WAARSCHUWING: EU-supplementen in groot gevaar

20 mei 2023

WAARSCHUWING: EU-supplementen in groot gevaar

De vrije keuze van supplementen kan worden gered mits de Europese voedingssupplementenindustrie NU actie onderneemt om te voorkomen dat gebrekkig onderbouwde wetenschap wordt gebruikt voor harmonisatie.

Onze zorg

Maar als de Europese Commissie haar zin krijgt en haar volledige regelgevingssysteem voor supplementen uitrolt, zal onze keuzevrijheid drastisch worden beperkt.

Maar als de Europese Commissie haar zin krijgt en haar volledige regelgevingssysteem voor supplementen uitrolt, zal onze keuzevrijheid binnen enkele jaren drastisch worden beperkt.

Met alle media-aandacht voor energieprijzen, de oorlog in Oekraïne, de coronacrisis, stikstofquota enzovoort, is deze dreiging voor het publiek verborgen gebleven.
Als supplementen - met hun grote therapeutische waarde, veiligheid en kosteneffectiviteit - van de markt worden verbannen, wordt het moeilijk om onze eigen gezondheid te behouden of te herstellen.

Hoe is het allemaal begonnen?

De aanval op voedingssupplementen begon met de Europese kaderrichtlijn inzake voedingssupplementen van 2002 die aanvankelijk de vormen van toegestane vitaminen en mineralen beperkte via een restrictieve positieve lijst, en de Europese Commissie in staat stelt de maximaal toegestane niveaus (MPL's) van vitaminen en mineralen in supplementen te harmoniseren en wettelijk te beperken.

Dankzij de juridische interventie van de ANH (Alliance for Natural Health) en andere partijen zijn de verschillende vormen van  van vitaminen en mineralen zijn gered en de ANH heeft onophoudelijk verzoekschriften ingediend bij het Europees Parlement om te voorkomen dat de Commissie doorgaat met haar plan op basis van een gebrekkige risicobeoordeling.
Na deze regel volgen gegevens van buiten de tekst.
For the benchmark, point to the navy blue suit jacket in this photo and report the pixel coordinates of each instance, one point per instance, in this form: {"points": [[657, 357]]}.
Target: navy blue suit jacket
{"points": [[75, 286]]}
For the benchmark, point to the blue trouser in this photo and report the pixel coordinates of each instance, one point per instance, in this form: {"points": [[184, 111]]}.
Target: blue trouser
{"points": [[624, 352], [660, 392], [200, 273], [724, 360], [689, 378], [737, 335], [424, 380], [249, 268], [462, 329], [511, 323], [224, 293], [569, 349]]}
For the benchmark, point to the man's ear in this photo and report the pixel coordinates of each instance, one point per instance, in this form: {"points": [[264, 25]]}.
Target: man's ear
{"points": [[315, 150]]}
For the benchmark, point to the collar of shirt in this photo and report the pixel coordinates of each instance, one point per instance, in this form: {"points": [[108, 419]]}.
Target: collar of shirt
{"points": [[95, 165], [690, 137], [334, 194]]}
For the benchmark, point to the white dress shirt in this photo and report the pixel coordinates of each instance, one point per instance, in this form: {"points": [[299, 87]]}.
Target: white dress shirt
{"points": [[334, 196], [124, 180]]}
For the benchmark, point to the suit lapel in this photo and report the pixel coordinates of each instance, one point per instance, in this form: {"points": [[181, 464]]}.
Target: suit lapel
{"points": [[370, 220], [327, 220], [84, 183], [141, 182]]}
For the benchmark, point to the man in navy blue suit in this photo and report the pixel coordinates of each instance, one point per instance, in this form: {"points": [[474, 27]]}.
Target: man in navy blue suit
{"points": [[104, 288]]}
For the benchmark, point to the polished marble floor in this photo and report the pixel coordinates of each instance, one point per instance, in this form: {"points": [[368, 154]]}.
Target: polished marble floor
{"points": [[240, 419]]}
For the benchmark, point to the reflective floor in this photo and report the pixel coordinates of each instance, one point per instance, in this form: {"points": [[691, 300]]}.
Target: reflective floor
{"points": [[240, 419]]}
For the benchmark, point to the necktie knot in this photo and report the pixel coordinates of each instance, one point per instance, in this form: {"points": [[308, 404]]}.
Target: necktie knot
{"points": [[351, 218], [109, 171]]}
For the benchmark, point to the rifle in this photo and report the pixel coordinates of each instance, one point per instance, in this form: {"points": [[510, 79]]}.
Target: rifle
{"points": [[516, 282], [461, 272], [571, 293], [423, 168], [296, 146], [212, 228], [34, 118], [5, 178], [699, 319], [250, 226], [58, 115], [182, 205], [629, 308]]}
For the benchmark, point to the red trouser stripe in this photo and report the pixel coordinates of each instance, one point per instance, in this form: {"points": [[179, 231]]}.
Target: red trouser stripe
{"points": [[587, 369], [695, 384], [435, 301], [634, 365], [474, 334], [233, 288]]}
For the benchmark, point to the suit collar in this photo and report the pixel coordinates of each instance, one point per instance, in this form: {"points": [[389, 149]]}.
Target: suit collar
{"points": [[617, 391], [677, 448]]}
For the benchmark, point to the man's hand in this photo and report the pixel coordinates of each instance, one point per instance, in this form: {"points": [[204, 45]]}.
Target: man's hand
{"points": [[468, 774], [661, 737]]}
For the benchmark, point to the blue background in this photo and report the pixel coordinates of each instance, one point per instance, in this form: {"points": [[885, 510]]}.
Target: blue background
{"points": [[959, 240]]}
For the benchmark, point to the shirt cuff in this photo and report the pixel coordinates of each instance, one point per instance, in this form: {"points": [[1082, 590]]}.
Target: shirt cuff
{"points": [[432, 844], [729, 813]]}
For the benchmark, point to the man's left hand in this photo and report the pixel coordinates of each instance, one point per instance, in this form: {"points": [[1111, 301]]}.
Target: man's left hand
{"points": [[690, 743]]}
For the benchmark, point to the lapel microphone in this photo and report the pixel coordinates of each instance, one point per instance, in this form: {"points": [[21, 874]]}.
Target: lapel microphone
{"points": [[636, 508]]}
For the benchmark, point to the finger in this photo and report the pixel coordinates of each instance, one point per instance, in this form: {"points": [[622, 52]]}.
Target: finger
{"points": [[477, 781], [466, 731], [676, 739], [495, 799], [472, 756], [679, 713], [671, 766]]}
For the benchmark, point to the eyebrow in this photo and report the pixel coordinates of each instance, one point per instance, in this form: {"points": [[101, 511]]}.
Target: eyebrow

Maximaal toegestane niveaus (MPL's)

De geplande MPL's zijn nog niet vastgesteld door de Europese Commissie, die daartoe de bevoegdheid heeft op grond van artikel 5 van de Voedingssupplementenrichtlijn. De Commissie zal dit besluit nemen op basis van het wetenschappelijk advies van een andere Europese instelling, de in Parma gevestigde Europese Autoriteit voor voedselveiligheid (EFSA). De Commissie zal zeer binnenkort een besluit nemen.

Er zullen maximumgehalten worden vastgesteld voor: ijzer, foliumzuur, mangaan, vitamine A, vitamine B6, vitamine D, vitamine E en B-caroteen. De EFSA heeft een geschiedenis van cherry picking van bepaalde, vaak gebrekkige of irrelevante studies, om haar zeer lage toelaatbare maximumgehalten (TUL's) voor micronutriënten te rechtvaardigen. Bovendien blijft de EFSA duidelijk wetenschappelijk bewijs negeren dat veel mensen baat hebben bij een inname boven deze belachelijk lage grenswaarden. Zo heeft de EFSA onlangs de vorige TUL voor vitamine B6 gehalveerd zonder nieuwe gegevens of risicosignalen. Zie ook: https://www.anhinternational.org/news/eu-prepares-for-ban-on-therapeutic-doses-of-b6/

Het is moeilijk dit voornemen anders te interpreteren dan als een plan om de keuzevrijheid te beperken en het therapeutisch gebruik van de vitamine in hoge doses te verhinderen..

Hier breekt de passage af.